Mr. Schreier, who died Wednesday, never established his own reputation as an important independent designer, although he tried in the 1980s, after leaving the Detroit firm run by Yamasaki, who was commissioned in 1962 to design the trade center. From the mid-1990s until his death, Mr. Schreier worked for the federal Department of Veterans Affairs in Ann Arbor, where he was a senior staff architect.
As project director for the trade center, Mr. Schreier led the team of young designers who reconciled the Port Authority of New York and New Jersey’s demand for 10 million square feet of office space with the vision of Yamasaki, creating a practical plan for what would be the largest office complex in the world.
Mr. Schreier met Yamasaki while Mr. Schreier was a student at the University of Michigan in Ann Arbor. Yamasaki was a juror reviewing student projects, including one of Mr. Schreier’s. Afterward, he hired Mr. Schreier, a graduating senior, and put him on his staff.
When Yamasaki won the trade center job, neither he nor Mr. Schreier had ever tackled a project remotely like it.
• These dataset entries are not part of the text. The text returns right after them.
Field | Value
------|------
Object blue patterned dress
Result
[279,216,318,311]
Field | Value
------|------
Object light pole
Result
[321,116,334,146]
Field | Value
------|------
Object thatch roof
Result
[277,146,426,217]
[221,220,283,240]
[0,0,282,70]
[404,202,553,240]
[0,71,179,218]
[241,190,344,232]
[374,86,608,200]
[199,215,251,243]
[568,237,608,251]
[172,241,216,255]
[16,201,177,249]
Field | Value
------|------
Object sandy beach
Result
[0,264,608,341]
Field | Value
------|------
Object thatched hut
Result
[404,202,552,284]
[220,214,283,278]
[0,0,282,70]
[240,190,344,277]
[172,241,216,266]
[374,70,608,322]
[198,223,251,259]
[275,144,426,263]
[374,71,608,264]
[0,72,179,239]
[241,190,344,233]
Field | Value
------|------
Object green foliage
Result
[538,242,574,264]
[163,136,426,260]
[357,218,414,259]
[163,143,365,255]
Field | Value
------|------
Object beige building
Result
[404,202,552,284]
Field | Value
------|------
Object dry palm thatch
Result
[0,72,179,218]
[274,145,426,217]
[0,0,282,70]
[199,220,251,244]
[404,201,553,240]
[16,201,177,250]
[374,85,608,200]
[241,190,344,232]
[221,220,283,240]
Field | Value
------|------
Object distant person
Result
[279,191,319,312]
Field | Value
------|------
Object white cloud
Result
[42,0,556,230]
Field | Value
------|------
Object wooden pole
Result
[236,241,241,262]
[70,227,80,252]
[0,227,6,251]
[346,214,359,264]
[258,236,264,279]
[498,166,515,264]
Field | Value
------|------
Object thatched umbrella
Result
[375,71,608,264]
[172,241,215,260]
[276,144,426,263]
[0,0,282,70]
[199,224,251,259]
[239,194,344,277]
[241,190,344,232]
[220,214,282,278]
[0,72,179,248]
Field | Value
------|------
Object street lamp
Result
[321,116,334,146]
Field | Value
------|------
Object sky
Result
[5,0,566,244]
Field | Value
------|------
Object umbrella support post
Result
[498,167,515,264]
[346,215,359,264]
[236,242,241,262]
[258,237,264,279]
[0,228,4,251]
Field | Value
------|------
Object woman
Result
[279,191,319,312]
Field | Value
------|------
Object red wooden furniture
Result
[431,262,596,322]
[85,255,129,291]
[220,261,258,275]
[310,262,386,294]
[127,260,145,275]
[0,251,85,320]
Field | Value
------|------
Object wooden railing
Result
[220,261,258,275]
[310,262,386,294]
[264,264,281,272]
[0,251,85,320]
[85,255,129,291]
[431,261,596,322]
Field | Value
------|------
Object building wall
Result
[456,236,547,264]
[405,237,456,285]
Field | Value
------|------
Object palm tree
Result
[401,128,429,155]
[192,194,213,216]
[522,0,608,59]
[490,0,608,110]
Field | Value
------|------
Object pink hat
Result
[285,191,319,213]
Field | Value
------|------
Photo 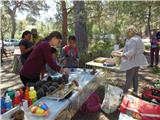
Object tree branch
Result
[67,6,74,14]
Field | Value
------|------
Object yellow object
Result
[31,106,48,116]
[29,87,37,100]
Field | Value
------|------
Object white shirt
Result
[120,35,148,71]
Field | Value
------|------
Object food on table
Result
[38,102,48,110]
[90,69,97,75]
[111,51,122,57]
[72,80,79,87]
[31,106,48,116]
[94,57,106,63]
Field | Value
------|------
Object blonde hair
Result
[127,25,138,34]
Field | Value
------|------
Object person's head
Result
[68,35,76,48]
[127,25,138,38]
[22,30,31,40]
[31,28,38,37]
[45,31,62,46]
[51,47,58,59]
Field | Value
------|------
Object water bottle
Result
[0,97,6,114]
[29,87,37,103]
[7,88,15,100]
[5,94,13,111]
[13,91,21,107]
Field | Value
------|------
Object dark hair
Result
[45,31,62,41]
[22,30,31,39]
[51,47,58,54]
[68,35,76,42]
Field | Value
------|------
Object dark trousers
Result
[20,75,40,87]
[150,47,159,65]
[124,67,139,93]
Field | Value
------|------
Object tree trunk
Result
[147,5,151,39]
[74,1,88,52]
[61,0,67,46]
[10,15,16,38]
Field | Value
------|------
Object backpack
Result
[80,92,101,113]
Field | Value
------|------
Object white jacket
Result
[120,35,148,71]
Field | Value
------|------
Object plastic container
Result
[5,94,13,111]
[13,91,21,107]
[29,87,37,103]
[6,88,15,100]
[0,97,6,114]
[24,87,29,101]
[19,89,24,101]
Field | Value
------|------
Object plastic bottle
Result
[19,89,24,101]
[7,88,15,100]
[29,87,37,103]
[0,97,6,114]
[5,94,13,111]
[24,87,29,101]
[28,98,32,106]
[13,91,21,107]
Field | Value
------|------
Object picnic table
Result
[86,57,120,72]
[25,69,99,120]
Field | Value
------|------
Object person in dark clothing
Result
[61,36,79,68]
[19,30,33,65]
[20,31,68,86]
[150,31,160,67]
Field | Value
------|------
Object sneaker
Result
[148,65,153,67]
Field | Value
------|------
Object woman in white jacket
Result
[112,26,148,94]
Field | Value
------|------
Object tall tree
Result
[2,0,49,38]
[74,1,88,52]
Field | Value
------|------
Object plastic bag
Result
[101,85,123,113]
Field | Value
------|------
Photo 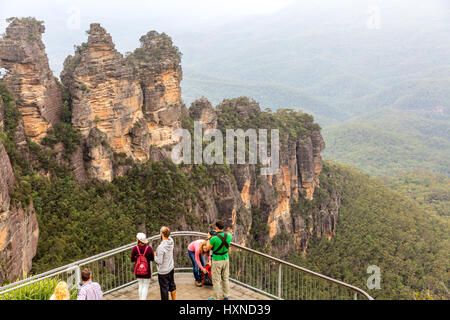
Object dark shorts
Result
[158,270,177,300]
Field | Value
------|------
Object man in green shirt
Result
[209,220,232,300]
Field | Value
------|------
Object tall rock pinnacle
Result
[0,18,62,142]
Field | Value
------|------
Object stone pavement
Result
[103,273,271,300]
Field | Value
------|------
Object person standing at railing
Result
[208,220,232,300]
[50,281,70,300]
[131,232,155,300]
[188,240,211,287]
[155,227,177,300]
[77,268,103,300]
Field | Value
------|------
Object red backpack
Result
[134,246,148,276]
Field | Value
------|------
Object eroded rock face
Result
[61,23,185,181]
[189,98,217,129]
[61,24,147,160]
[0,18,62,142]
[127,31,185,147]
[0,142,39,284]
[0,99,5,131]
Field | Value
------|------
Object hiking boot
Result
[195,281,203,287]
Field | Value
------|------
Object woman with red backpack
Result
[188,240,211,287]
[131,233,155,300]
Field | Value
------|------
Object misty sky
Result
[0,0,450,79]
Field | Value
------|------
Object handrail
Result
[0,231,374,300]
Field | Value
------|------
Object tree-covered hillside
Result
[323,108,450,176]
[290,162,450,299]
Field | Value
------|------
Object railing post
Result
[278,263,282,299]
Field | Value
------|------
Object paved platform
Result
[103,273,271,300]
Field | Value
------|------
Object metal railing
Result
[0,231,373,300]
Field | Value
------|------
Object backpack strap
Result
[213,232,230,256]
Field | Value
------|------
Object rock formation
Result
[0,18,340,283]
[61,23,184,181]
[127,31,185,147]
[0,142,39,284]
[0,18,62,142]
[189,98,340,251]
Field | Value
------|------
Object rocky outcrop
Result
[61,23,184,181]
[0,142,39,284]
[189,98,217,129]
[0,98,5,131]
[127,31,185,147]
[189,98,340,253]
[0,18,62,142]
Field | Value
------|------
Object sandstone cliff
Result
[0,142,39,284]
[0,18,62,142]
[186,98,340,253]
[61,23,184,181]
Mr. Schreier, then 31, was working on plans for a six-story insurance office building in Minneapolis when he was switched to the Port Authority job. The team of young architects, packed into a compact drafting room in a suburb near Detroit, worked through dozens of different possible compositions for the trade center before they arrived at the twin towers.
Mr. Schreier, as project manager, focused much of his effort on designing their core, including figuring out the layout for the giant express elevators. One other major aspect of his work involved reining in Yamasaki, who was struggling to decide what amount of decorative elements would be appropriate to apply to the facades of the giant towers.